Custom Stratifications
Source:vignettes/articles/custom_stratification.Rmd
custom_stratification.Rmd
The Stratification vignette
covers how to stratify your data using existing or custom
stratifications. Here we will explore how to use custom stratifications
in later steps, such as generate_indices()
.
Setup
First, we’ll load the packages we need.
library(bbsBayes2)
library(sf) # Spatial data manipulations
library(dplyr) # General data manipulations
library(ggplot2) # Plotting
Then make sure you have the BBS data downloaded
have_bbs_data()
#> Expected BBS state data 2022: '/home/runner/.local/share/R/bbsBayes2/bbs_state_data_2022.rds'
#> [1] TRUE
If not, install with fetch_bbs_data()
Preparing the data and running the model
We’ll start with a custom stratification example we used in the original Stratification vignette. First we need a spatial data object with polygons defining the strata.

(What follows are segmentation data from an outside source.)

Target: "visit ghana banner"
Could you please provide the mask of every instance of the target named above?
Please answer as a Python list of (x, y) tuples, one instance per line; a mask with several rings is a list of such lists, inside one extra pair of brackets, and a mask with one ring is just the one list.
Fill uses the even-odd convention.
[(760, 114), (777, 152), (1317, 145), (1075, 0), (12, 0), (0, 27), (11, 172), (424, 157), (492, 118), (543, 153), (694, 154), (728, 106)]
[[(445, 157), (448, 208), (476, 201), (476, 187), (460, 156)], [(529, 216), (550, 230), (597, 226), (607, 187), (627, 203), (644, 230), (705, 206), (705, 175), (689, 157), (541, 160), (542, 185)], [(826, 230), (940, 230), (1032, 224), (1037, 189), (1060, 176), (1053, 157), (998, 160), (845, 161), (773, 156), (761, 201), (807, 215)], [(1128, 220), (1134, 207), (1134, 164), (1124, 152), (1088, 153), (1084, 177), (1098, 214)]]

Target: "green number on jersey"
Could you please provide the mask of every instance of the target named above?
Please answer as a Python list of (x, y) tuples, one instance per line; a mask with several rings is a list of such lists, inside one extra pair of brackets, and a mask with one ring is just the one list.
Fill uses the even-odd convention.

We’ll use WBPHS stratum boundaries for 2019. This is available from available from the US Fish and Wildlife Service Catalogue: https://ecos.fws.gov/ServCat/Reference/Profile/142628
You can either download it by hand, or with the following code.
z <- "WBPHS_stratum_boundaries_2019.zip"
download.file(url = "https://ecos.fws.gov/ServCat/DownloadFile/213149",
destfile = z)
unzip(z) # Unzip
unlink(z) # Remove the zipped file
We’ll load and prepare this data.
And stratify our data!
s <- stratify(by = "WBPHS_2019", species = "Canada Jay", strata_custom = map)
#> Using 'wbphs_2019' (custom) stratification
#> Loading BBS data...
#> Filtering to species Canada Jay (4840)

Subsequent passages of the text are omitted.